Der Rechtsvertretung wurden die aktuelle Länderinformationen ausgehändigt und diesbezüglich eine Frist zur Stellungnahme bis zur nächsten Verhandlung eingeräumt. Danach wurde die mündliche Verhandlung wegen Zeitablauf des Verhandlungssaales vertagt.

16. Das BVwG führte in der gegenständlichen Rechtssache am 21.06.2021, im Beisein eines Dolmetschers für die Sprache Dari, eine öffentliche mündliche Verhandlung durch, an der der BF und seine Rechtsvertretung sowie ein Zeuge und zwei Vertrauenspersonen persönlich teilnahmen. Ein Vertreter der belangten Behörde verzichtete bereits in der Beschwerdevorlage auf eine Teilnahme an der mündlichen Verhandlung.

Er habe sich als Jugendlicher für das Christentum zu interessieren begonnen und sei dann konvertiert, Er habe dann festgestellt, dass keine Religion die Menschen befreien könne. Das Christentum spreche zwar davon, aber im 30-jährigen Krieg wären viel Leute wegen der Religion gestorben. Nah dem langen Kampf zwischen Katholiken und Protestanten habe es zwar Frieden gegeben, jedoch habe das Heilige Römische Reich seinen Einfluss verloren und der Nationalsozialismus sei gewachsen. Achtzig Prozent aller Kriege würden wegen der Religion entstehen. Wissen und Glauben würden sich aber nicht ausschließen. Dies müsse jeder für sich beurteilen können. Er selbst glaube nicht mehr an Gott. Außerdem sei die Evolutionstheorie wissenschaftlich nicht haltbar. Menschen hätten die Religionen geschaffen. Würden viel mehr Leute Bildung haben, dann hätten Religionen einen viel geringeren Einfluss. Er vertraue auf seine Vernunft und benötige daher keine Religionen mehr. Schlechtes Verhalten würde auch auf der Natur des Menschen basieren und habe nichts mit der Religion zu tun. Das Gute und das Böse sei im Menschen von Natur aus drinnen und nichts mit der Religion zu tun. Er beschäftige sich viel mit der Philosophie und den Grundfragen des menschlichen Seins.

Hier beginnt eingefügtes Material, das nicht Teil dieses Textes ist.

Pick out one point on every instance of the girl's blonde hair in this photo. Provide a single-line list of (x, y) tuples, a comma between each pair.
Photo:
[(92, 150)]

Bei seiner Hochzeit hätten nur sein Bruder und seine Mutter von der Konversion gewusst, seine Frau ebenfalls. Er wolle seinen Atheismus nicht verheimlichen, weil er das Recht auf freie Meinungsäußerung habe. Eine Unterschriftenliste aus einer christlichen Gemeinde lege er deswegen vor, weil er dort viele Freunde habe. Er gehe dort auch manchmal zum Gottesdienst um Leute zu treffen. Alle würden wissen, dass er Atheist sei. Als er nach Österreich gekommen sei, habe er noch an die Dreifaltigkeit geglaubt. Nach und nach habe er sich vom Christentum in einem stetigen Prozess entfernt.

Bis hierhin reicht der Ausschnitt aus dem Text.